How to pass a big chunk of data from C++ to a Julia script without making a copy?

Say I have a meg of data of some structure. For example,

struct NodeData {
    float position[3];
    float orientation[4];
    unsigned int connectedNodeIndices[5];
};

I want to pass this data from C++ to a Julia script for some processing without having to copy all the data first, but such that the Julia side has an equivalent struct and is able to reference each node the same way C++ does.
In C++ pointers solve this problem for passing big chunks of data from one module to another. The receiving module would simply cast the data something like this:

MyModuleClass* MyModuleFactory(void *_in) {
    MyModuleClass *ptr = new MyModuleClass();
    ptr->data = (NodeData *) _in;
    return ptr;
};

So passing a C++ pointer and turning it into an object reference in Julia somehow.
Is it possible? If so, what would be the best way?

Certainly this is possible. Let’s say you had the following C++ code, which is compiled into a shared library:

test_lib.cpp

#include <stdlib.h>

struct NodeData {
    float position[3];
    float orientation[4];
    unsigned int connectedNodeIndices[5];
};

extern "C" {
  
NodeData* alloc_nodes(int N) {
    // We use malloc rather than `operator new[]` here so that Julia
    // can just use `free()` on the other side.
    // If your application differs in how it allocates memory, you may
    // need to write a `delete_nodes()` function for Julia to call.
    NodeData* data = (NodeData*)malloc(sizeof(NodeData)*N);
    for(int i = 0; i < N; ++i) {
        data[i].position[0] = i;
        data[i].position[1] = 0;
        data[i].position[2] = -i;
        // ... and fill in other fields
    }
    return data;
}

} // extern "C"

I’ll assume you want to call your C++ code from Julia (rather than embedding Julia in C++) as this is much easier to demonstrate.

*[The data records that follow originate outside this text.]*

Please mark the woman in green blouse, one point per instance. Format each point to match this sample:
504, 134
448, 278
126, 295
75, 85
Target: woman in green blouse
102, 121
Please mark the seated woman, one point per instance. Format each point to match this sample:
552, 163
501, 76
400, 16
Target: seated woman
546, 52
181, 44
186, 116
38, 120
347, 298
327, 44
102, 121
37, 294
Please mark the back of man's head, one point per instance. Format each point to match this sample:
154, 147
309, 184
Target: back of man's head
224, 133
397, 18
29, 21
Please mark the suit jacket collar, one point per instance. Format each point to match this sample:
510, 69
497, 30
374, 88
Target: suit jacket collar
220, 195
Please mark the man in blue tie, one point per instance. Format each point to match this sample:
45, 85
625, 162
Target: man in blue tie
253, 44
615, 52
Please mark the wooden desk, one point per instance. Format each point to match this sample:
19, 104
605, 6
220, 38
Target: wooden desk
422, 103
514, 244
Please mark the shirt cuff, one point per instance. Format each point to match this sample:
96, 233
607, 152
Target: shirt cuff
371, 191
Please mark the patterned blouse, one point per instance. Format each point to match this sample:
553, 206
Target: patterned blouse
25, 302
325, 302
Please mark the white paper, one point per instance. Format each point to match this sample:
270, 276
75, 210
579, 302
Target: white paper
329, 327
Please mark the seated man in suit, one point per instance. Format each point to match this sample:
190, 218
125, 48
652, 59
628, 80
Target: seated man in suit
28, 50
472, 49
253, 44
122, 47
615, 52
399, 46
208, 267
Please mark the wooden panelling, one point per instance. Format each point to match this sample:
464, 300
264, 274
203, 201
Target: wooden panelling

To make this into a shared library which you can call from Julia, you can use gcc, for example with the following flags (assuming you’re compiling on linux):

g++ -fPIC -shared test_lib.cpp -o test_lib.so

test_lib.jl

Now you can make a Julia struct to mirror the exact layout of your C++ struct, and call your C++ function alloc_nodes() from Julia using @ccall:

# StaticArrays is convenient here, but not required. You could use
# NTuple{3,Cfloat} to get the same memory layout as SVector{3,Cfloat}
using StaticArrays

struct NodeData
    position::SVector{3,Cfloat}
    orientation::SVector{4,Cfloat}
    connectedNodeIndices::SVector{5,Cuint}
end

# Assume test_lib.so is in the current directory with the Julia script
const test_lib = "./test_lib.so"

function alloc_nodes(N)
    node_data_ptr = @ccall test_lib.alloc_nodes(N::Cint)::Ptr{NodeData}
    # Here we wrap the C++ data in a Julia Array for convenience.
    # This isn't strictly necessary - you could use `unsafe_load`
    # with node_data_ptr instead.
    # Note `own=true` here — in this example, we assume Julia will take
    # responsibility for calling `free(node_data_ptr)` for memory cleanup.
    node_data = unsafe_wrap(Array, node_data_ptr, N; own=true)
end

function test_interop()
    N = 4
    nodes = alloc_nodes(N)
    for i = 1:4
        @info "Node $i" nodes[i].position
    end
end

Calling this from the julia REPL, we can see the data is being correctly passed from C++ to Julia:

julia> test_interop()
┌ Info: Node 1
│   (nodes[i]).position =
│    3-element SVector{3, Float32} with indices SOneTo(3):
│     0.0
│     0.0
└     0.0
┌ Info: Node 2
│   (nodes[i]).position =
│    3-element SVector{3, Float32} with indices SOneTo(3):
│      1.0
│      0.0
└     -1.0
┌ Info: Node 3
│   (nodes[i]).position =
│    3-element SVector{3, Float32} with indices SOneTo(3):
│      2.0
│      0.0
└     -2.0
┌ Info: Node 4
│   (nodes[i]).position =
│    3-element SVector{3, Float32} with indices SOneTo(3):
│      3.0
│      0.0
└     -3.0

Great stuff, thanks for taking the time, I really appreciate it!